Au fond, les citoyens et notamment les jeunes ont mille fois raison de confondre ce système d’avec le colonialisme et Il ne revient pas à nous d’adoucir les mœurs de cette frange du peuple vivant. Notre boulot au plan politique c’est justement et simplement de doter ces citoyens en lutte d’une organisation capable d’en faire des acteurs historiques de leur propre destin.

« L’analyse concrète d’une situation concrète » n’a de sens au plan Marxiste que si et seulement si, elle est conduite à son terme. Dans le cas soumis à l’étude c'est-à-dire l’Algérie de 2009, la question principale et principielle revient à l’édification d’une organisation de gauche. A l’évidence, on ne peut être communiste et en même temps impassible et nu comme un ver, sujet à toutes les plaisanteries qui ont cour.

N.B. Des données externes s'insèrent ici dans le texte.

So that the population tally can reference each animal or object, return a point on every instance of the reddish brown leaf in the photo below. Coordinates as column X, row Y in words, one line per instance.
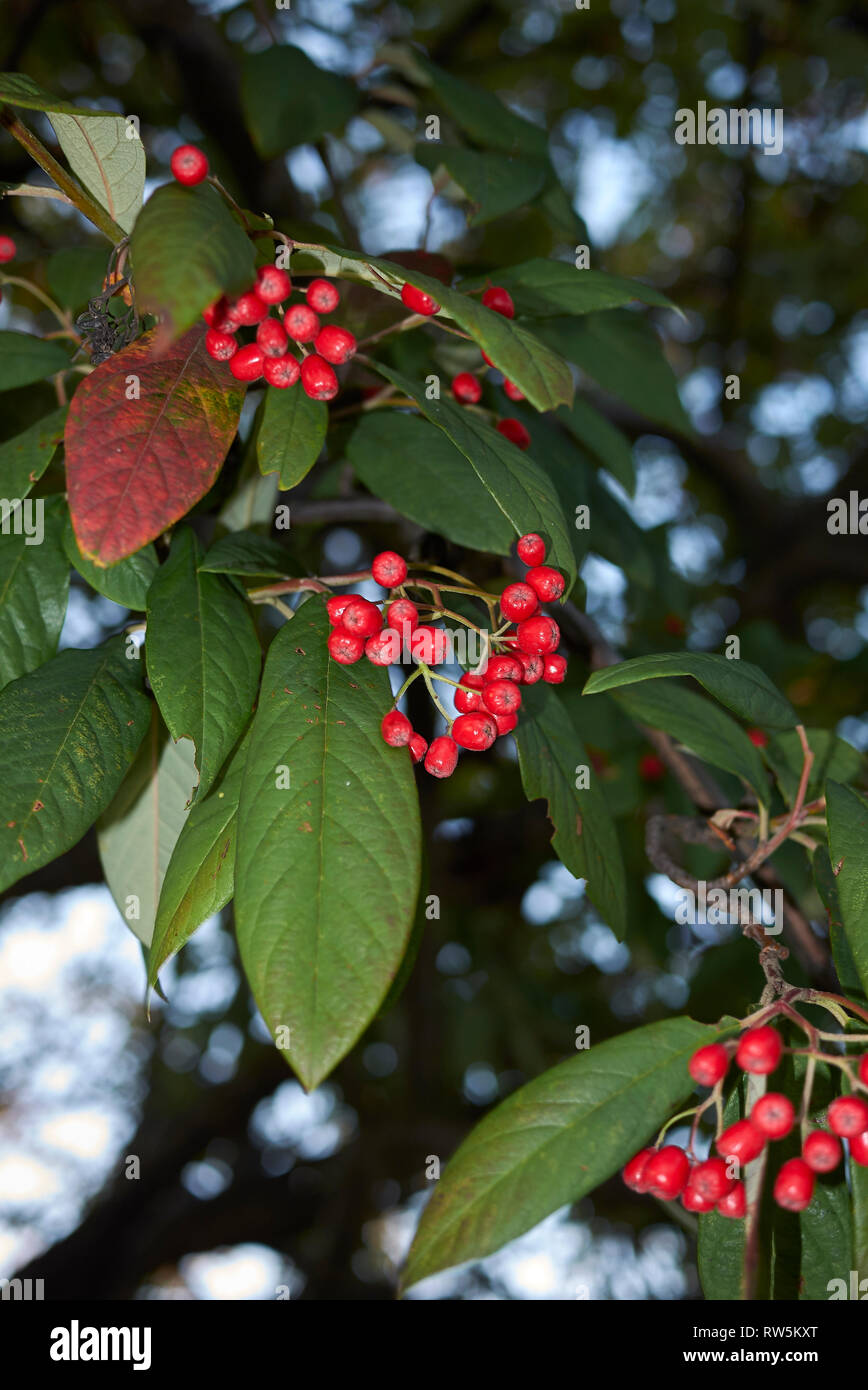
column 134, row 467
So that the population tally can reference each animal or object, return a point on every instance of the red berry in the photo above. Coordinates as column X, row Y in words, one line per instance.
column 401, row 612
column 468, row 697
column 466, row 388
column 742, row 1141
column 362, row 617
column 554, row 670
column 794, row 1184
column 666, row 1172
column 476, row 731
column 323, row 296
column 651, row 767
column 429, row 645
column 500, row 299
column 515, row 431
column 281, row 371
column 419, row 302
column 220, row 346
column 501, row 697
column 441, row 756
column 502, row 669
column 388, row 569
column 319, row 380
column 271, row 338
column 397, row 729
column 821, row 1151
column 633, row 1172
column 547, row 584
column 249, row 309
column 858, row 1150
column 384, row 647
column 774, row 1115
column 273, row 284
column 760, row 1051
column 532, row 548
column 708, row 1064
column 539, row 635
column 335, row 606
column 335, row 344
column 188, row 164
column 847, row 1116
column 418, row 747
column 248, row 363
column 735, row 1203
column 518, row 602
column 345, row 647
column 301, row 323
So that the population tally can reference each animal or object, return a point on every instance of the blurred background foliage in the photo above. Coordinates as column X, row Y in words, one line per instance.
column 244, row 1183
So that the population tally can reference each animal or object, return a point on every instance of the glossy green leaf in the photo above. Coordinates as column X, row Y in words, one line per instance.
column 288, row 100
column 291, row 435
column 700, row 724
column 25, row 359
column 25, row 456
column 512, row 478
column 138, row 831
column 125, row 583
column 199, row 879
column 847, row 822
column 327, row 866
column 107, row 164
column 68, row 733
column 203, row 656
column 418, row 470
column 550, row 756
column 554, row 1140
column 34, row 585
column 187, row 249
column 740, row 685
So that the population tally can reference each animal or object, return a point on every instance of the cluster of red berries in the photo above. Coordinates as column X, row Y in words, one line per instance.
column 714, row 1183
column 466, row 388
column 488, row 699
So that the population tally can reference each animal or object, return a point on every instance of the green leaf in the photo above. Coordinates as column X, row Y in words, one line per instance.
column 701, row 726
column 847, row 822
column 25, row 458
column 554, row 1140
column 17, row 89
column 418, row 470
column 105, row 161
column 34, row 587
column 25, row 359
column 68, row 734
column 552, row 288
column 288, row 100
column 495, row 184
column 586, row 841
column 139, row 830
column 609, row 445
column 125, row 583
column 622, row 352
column 248, row 553
column 187, row 249
column 327, row 869
column 203, row 656
column 512, row 478
column 740, row 685
column 199, row 879
column 540, row 373
column 291, row 435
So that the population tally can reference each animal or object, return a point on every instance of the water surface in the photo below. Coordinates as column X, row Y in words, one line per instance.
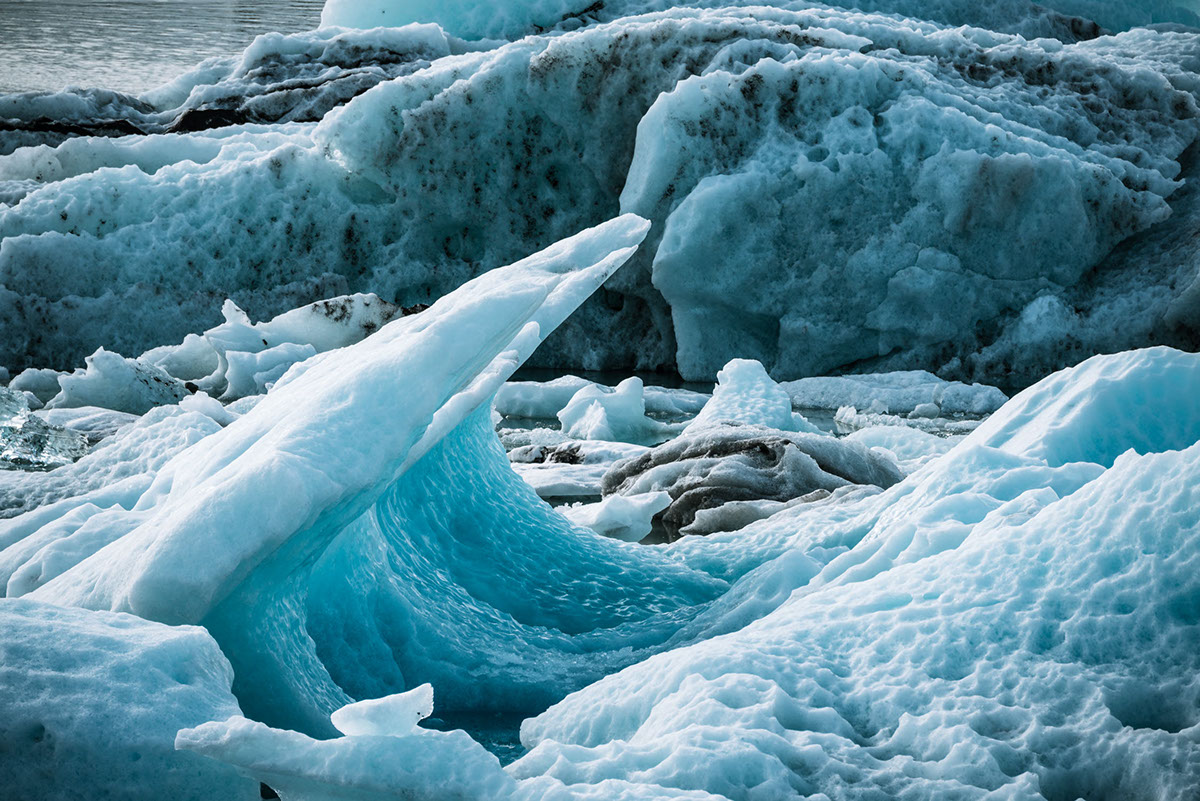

Ceux qui nous connaissent n’arrêtent de nous interpeler et c’est la meilleure reconnaissance posthume pour ceux et celles qui nous ont quittés.  Malgré toutes les sollicitations mafieuses,  nombreux sont restés droits dans leur botte de communistes. C’est ce deuxième moment qui n’est pas inintéressant à analysé,

  • Globalement les camarades composant le gros des troupes des échelons intermédiaires de direction ont sauvegardé l’intégrité et la probité qui fondent les piliers sur les quels se reconstruit une organisation de gauche. Cet atout non négligeable resté en friche doit être au plus tôt investi.
  • Au delà de son aspect anecdotique, ce comportement prouve si besoin est que dans son essence le parti n’était pas ce corps étranger à la société dont glose nos amis ou supposés et nos ennemis.
  • Pour mieux nous assassiner politiquement nos adversaires slaloment en fonction de la tournure du vent et de l’opportunité du piège soit sur notre accoudement au système politique ou notre proximité évidente avec le P.C.U.S. Mais ils oublient et dans une adversité totale,  la quasi majorité des camarades sont restés attachés à leur premier amour politique.
  • La démonstration en est faite que notre peuple est porteur de cette quête de bonheur autant si non plus que d’autres.
  • A ce propos je voudrais exprimer un avis sur la contribution  de SAdek HADJERAS «  théorie et pratique dans le mouvement communiste algérien »,  je ne sais sur quel angle, il analyse l’islamisme, si c’est du point de vue organisationnel  le FIS est l’expression achevée de la droite la plus réactionnaire, il s’apparente  à une organisation fasciste et doit être combattu en tant que tel, par contre la où je le rejoins c’est que l’islam peut être une voie par laquelle s’exprime des revendications radicales et populaires.
  • Dans ce paysage où la religion continuera longtemps à imprégner les luttes politiques, notre place dans le combat ne doit pas emprunter des voies sinueuses – du style « faire plaisir au berger sans contrarier le chacal ».
  • Notre identité de communiste n’est aucunement en décalage par rapport aux principes de justice que se font les masses de l’islam. En ce sens nous n’avons ni à nous renier au plan philosophique ni à nous fondre dans une entité identitaire que l’on croit mono bloque.